ATI #13 survey, The Peace Dividend as the Public Sees It, as we will see, began the propulsion of public-interest polling to a new level. First some background. The nine presidents successively in office during the 42 Cold War years 1947-1989, justified large U.S. military budgets, way above pre-WWII levels, as necessary to "deal with," "stave off," "prevail over," "confront," or "deter" the Soviet threat. Based on these justifications, the nine spent in total over a trillion dollars in the anti-Soviet effort. Following their rhetoric and their actions, when the Cold War ended, much of the subsequent Fiscal Year 1991 (FY 91) military budget would have had to be cut back as no longer needed. In early 1990, this cut was labeled "the peace dividend."
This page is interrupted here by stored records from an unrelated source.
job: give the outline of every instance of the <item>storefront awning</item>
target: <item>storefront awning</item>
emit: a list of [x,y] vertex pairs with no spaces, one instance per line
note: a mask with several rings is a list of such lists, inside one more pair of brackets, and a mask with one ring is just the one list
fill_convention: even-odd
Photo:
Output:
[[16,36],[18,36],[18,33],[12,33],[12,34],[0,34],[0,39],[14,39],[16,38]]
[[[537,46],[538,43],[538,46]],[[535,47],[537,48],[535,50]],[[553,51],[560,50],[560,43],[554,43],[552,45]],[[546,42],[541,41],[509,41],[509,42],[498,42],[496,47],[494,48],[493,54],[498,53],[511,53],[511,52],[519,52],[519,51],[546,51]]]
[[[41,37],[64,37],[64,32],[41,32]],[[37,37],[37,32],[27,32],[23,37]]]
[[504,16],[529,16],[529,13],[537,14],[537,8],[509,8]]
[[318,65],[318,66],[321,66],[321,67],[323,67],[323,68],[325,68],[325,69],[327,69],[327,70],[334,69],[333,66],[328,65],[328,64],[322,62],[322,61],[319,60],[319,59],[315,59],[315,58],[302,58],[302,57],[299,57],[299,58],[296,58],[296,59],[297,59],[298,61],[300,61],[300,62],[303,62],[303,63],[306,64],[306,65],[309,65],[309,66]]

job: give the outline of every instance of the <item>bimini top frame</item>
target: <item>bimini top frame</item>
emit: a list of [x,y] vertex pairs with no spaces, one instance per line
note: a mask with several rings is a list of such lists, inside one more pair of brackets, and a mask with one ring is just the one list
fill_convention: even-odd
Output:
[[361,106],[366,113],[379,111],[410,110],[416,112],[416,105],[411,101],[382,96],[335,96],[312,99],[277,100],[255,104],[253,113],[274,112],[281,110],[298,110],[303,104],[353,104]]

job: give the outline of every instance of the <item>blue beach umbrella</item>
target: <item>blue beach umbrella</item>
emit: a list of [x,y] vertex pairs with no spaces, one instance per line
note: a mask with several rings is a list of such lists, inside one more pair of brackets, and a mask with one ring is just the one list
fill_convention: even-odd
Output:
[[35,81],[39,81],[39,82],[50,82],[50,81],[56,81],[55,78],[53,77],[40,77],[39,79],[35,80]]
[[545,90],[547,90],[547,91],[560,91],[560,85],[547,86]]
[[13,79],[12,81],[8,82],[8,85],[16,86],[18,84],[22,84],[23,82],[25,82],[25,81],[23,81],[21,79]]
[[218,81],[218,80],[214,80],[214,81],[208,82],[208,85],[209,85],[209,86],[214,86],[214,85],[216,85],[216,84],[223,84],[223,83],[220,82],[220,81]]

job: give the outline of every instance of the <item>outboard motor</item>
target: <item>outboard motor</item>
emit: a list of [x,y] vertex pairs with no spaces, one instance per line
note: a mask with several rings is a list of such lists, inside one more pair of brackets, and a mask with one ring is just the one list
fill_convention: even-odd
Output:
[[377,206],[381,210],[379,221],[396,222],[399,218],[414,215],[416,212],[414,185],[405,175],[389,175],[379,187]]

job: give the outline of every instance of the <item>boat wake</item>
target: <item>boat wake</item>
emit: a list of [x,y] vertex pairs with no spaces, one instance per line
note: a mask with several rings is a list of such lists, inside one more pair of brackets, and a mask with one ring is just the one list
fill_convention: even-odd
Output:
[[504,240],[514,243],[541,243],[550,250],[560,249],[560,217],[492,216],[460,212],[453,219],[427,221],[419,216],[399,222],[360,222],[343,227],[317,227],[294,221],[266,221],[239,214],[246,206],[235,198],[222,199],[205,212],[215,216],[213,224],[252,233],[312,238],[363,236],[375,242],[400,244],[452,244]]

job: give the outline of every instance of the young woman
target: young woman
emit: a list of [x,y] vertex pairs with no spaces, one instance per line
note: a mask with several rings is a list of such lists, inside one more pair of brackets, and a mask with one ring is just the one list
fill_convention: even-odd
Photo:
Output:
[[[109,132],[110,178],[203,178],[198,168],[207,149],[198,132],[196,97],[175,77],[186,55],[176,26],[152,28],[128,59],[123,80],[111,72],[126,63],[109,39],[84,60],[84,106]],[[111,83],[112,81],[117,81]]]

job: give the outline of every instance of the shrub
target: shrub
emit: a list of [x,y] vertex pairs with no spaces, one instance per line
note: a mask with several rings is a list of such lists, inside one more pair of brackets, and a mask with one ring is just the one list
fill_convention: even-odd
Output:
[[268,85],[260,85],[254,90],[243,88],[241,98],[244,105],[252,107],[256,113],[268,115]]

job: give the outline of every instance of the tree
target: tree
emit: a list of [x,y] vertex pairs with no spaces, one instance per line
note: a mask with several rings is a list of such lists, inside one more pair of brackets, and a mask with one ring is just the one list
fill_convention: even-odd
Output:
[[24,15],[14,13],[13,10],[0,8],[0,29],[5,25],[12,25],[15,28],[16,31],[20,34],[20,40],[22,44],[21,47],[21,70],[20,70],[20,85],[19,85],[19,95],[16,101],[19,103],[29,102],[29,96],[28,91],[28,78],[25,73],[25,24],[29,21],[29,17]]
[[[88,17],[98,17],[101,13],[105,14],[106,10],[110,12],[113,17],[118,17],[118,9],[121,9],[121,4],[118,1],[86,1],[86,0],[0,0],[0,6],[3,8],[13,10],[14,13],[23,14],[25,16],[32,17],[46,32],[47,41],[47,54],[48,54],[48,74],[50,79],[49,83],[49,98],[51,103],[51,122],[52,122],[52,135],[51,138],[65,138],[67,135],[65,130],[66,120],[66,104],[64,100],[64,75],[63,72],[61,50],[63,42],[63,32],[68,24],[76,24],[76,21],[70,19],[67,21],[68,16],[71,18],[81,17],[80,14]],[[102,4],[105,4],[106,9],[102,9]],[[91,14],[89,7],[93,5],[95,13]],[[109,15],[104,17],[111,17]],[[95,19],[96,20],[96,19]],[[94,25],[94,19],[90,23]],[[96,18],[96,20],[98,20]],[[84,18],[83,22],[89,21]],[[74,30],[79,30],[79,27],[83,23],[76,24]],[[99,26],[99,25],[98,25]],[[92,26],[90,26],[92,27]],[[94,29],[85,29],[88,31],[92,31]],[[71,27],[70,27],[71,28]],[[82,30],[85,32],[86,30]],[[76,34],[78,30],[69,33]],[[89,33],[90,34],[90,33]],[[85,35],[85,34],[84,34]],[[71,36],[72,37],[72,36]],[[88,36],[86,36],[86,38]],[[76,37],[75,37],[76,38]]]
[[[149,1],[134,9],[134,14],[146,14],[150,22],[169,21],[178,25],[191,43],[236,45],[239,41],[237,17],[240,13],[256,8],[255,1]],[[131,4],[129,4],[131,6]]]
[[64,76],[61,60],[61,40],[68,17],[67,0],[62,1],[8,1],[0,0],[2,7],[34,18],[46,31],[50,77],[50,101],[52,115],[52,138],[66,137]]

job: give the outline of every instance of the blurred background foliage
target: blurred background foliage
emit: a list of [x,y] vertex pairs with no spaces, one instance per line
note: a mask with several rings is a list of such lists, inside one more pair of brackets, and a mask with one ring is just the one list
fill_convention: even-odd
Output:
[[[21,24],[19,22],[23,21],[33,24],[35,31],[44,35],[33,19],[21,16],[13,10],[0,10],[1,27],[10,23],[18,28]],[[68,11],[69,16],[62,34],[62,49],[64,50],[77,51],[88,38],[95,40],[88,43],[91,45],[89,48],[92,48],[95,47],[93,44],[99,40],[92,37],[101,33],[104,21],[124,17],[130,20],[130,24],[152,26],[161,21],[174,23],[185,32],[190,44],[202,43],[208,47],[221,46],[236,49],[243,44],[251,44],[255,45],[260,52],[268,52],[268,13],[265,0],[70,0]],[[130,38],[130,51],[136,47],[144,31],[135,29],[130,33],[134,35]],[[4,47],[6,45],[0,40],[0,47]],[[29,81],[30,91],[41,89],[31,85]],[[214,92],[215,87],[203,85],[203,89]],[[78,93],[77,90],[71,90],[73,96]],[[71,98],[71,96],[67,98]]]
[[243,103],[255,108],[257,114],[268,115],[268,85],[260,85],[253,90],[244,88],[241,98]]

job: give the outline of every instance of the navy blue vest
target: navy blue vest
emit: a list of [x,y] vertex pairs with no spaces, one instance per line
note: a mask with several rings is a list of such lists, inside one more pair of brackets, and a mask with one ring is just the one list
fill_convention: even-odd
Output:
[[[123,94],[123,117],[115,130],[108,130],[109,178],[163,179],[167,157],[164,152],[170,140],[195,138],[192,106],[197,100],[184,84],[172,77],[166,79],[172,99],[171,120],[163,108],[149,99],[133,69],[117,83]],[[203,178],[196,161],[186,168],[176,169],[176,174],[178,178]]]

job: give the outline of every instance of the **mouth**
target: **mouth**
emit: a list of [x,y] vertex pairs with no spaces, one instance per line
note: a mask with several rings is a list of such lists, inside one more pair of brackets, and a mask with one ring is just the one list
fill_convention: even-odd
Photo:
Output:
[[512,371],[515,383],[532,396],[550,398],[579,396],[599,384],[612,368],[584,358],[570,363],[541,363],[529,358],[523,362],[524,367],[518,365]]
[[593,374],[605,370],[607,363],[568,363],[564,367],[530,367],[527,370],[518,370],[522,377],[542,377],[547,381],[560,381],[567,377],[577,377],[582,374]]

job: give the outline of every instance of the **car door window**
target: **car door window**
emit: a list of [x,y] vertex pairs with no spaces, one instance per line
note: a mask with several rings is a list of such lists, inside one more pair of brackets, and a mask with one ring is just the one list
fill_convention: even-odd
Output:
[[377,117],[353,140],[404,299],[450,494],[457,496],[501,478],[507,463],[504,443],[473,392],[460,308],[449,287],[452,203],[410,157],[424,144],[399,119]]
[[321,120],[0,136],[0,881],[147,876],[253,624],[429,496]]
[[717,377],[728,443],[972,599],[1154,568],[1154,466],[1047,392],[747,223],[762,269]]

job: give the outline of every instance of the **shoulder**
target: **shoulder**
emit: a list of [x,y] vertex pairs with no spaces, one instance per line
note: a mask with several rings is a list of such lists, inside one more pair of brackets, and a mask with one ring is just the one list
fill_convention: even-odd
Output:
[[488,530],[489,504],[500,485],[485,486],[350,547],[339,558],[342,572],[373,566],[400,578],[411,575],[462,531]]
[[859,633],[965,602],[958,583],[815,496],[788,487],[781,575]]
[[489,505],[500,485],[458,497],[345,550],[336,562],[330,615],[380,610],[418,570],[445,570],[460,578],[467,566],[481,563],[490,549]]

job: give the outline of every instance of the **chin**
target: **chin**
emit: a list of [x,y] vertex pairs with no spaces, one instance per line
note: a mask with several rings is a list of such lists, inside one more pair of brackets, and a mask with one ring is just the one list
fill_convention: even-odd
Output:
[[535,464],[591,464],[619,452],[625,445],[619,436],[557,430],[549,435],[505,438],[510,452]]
Ignoring this logic, President George H.W. Bush was asking for a military budget of $300 billion essentially unchanged from the previous year. Discussion of a peace dividend rapidly died. Both Secretary of Defense Casper Weinberger and his boss made it clear: "The peace dividend is peace," period.

Survey #13 was designed to get the public's view on the military budget, without using the possibly biased phrase, "peace dividend" and without asymmetry in the question of whether the military budget should be increased, cut, or kept the same. Those who wanted to cut or increase the military budget were asked, "By how much?" Those "not sure" were prompted with, "If you had to choose between increasing or decreasing, which would you choose?" The result was 69% of the public favored some cut. Their cuts averaged $78.2 billion. For nearly 30% of the public, the desired cut was more than $100 billion. By contrast, the average increase by the 25% wanting an increase was $54.4 billion. Netting, or averaging together, all cuts as positive and all increases as negative made clear that Americans wanted to cut the defense budget by a grand average of $40.4 billion. The median of the whole sample was an almost identical cut, $40.0 billion. However measured, it seems fair to say that the people's collective idea of an appropriate peace dividend was about $40 billion.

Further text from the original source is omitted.